Da quest’Italietta, che attesta la ritrovata attualità dei versi 76 e 78 del Canto VI del Purgatorio, é dunque difficile estrarre anche il più piccolo campione di politica estera, che non sia la propaganda pacifista svolta con qualche successo dalla Comunità di Sant’Egidio nei distretti periferici del pianeta, o l’intraprendenza dell’ENI, che dai tempi di Mattei agisce spesso per proprio conto, con un proprio know-how, nelle aree su cui si polarizza il confronto tra gli Stati per la ricerca e la conquista delle fonti energetiche, quasi sempre prima che se ne occupi la Farnesina, e talvolta senza di essa.
Una bellissima architettura, con un numero impressionante di uffici, 1300, che fa concorrenza al Pentagono: la Farnesina é una costruzione risalente al secondo decennio del fascismo, che fu adattata per magnificare il destino di un Paese che aveva i calzoni corti e che razzolava, circonfuso della luce dell’alba, fra le gambe di scabri gaglioffi. Adesso il ministero degli Esteri ha, rispetto a prima, l’inopinabile privilegio di esserlo anche della ‘Cooperazione internazionale’, laddove ‘cooperazione’ sta per essersi diplomati a pieni voti alla scuola per camerieri ed é sinonimo di tante nobili occupazioni, come ritirarsi in buon ordine in casa propria e trincerarsi impauriti dietro le persiane se abbaia il turco, o andare a leccare le ferite degli altri mentre gli italiani debbono farlo da soli.
Un edificio imponente, con tante finestre, la più alta concentrazione al mondo di scrivanie. E una distesa interminabile di telefoni. Pronto! Pronto! Hello! Please! Chiamano da Bruxelles, da Berlino, da Washington, talvolta anche da Misurata, e parlano arabo.
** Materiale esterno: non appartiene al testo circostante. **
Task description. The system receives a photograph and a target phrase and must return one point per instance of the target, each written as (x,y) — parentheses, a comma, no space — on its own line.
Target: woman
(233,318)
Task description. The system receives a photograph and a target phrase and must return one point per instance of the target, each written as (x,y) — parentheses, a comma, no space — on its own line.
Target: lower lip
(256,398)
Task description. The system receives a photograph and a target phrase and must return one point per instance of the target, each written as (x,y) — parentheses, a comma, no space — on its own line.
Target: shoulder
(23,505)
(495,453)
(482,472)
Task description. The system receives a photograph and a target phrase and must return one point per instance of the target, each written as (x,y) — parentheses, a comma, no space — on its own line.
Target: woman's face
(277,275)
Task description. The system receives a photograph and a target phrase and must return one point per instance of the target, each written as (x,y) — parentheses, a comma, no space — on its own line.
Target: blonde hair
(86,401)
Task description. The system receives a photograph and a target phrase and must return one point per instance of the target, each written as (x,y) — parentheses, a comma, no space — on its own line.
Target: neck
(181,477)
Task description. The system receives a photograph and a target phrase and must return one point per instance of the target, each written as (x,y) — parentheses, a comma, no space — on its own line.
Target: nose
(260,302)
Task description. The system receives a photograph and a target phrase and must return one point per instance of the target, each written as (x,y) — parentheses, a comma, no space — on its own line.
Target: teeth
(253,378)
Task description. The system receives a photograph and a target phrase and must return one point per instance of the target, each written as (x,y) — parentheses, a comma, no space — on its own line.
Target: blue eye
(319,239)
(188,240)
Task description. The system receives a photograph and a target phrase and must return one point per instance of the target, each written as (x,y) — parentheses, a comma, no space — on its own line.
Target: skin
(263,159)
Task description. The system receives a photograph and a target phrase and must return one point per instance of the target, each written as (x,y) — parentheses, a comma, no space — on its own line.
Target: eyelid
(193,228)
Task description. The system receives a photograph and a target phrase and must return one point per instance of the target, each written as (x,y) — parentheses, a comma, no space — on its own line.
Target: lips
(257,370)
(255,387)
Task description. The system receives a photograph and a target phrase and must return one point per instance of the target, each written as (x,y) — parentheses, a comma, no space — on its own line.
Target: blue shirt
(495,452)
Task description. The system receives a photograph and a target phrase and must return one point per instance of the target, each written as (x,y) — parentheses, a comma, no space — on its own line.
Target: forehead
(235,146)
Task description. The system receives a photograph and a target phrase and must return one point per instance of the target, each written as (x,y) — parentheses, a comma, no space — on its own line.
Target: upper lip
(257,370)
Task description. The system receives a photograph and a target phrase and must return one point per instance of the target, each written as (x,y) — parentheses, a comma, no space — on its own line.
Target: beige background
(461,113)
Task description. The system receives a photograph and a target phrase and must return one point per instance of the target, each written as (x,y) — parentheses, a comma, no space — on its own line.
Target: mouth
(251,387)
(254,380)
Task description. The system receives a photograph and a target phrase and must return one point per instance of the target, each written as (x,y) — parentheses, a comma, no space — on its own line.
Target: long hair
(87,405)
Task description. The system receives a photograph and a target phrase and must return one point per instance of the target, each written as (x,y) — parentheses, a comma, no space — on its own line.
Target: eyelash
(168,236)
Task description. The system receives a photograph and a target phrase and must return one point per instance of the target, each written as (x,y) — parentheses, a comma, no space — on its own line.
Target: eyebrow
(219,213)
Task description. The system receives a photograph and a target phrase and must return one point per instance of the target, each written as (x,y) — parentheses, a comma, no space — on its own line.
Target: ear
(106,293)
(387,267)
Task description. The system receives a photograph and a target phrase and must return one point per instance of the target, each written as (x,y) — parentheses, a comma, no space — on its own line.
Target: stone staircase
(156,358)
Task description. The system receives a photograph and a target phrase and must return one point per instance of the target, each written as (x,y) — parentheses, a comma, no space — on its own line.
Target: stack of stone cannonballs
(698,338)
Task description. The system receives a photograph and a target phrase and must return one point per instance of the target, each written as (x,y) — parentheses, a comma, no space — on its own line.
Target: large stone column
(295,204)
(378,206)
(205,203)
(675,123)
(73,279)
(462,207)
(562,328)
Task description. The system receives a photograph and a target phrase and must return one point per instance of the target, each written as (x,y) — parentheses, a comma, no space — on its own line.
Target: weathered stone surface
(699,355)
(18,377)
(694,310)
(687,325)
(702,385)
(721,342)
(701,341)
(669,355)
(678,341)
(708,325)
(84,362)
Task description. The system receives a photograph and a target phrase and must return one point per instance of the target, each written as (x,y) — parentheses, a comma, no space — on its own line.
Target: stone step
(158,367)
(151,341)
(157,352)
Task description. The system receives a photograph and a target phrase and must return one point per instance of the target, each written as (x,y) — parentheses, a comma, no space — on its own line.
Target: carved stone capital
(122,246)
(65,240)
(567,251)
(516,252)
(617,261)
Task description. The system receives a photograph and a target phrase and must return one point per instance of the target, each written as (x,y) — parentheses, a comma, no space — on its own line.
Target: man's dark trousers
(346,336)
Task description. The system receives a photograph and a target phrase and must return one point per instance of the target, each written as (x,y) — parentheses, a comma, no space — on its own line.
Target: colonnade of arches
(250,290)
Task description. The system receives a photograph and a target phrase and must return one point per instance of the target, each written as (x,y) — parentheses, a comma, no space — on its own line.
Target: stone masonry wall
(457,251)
Fa sempre comodo avere un ufficio di rappresentanza a Roma.
Si dice che di notte, quando non c’é più nessuno e la luna irrompe, bianca e rotonda, da qualche finestra lasciata aperta, si senta una voce, come un gemito che rimanga strozzato in gola, e che cada di tanto in tanto qualche oggetto, una volta il ritratto alla parete di Mattarella, un’altra, l’attaccapanni di Sua Acconidscendenza il Ministro.
Qualcuno sostiene di avervi riconosciuto la presenza di Mussolini, ma c’é anche chi propende per Andreotti. Imperversa il totoscommesse.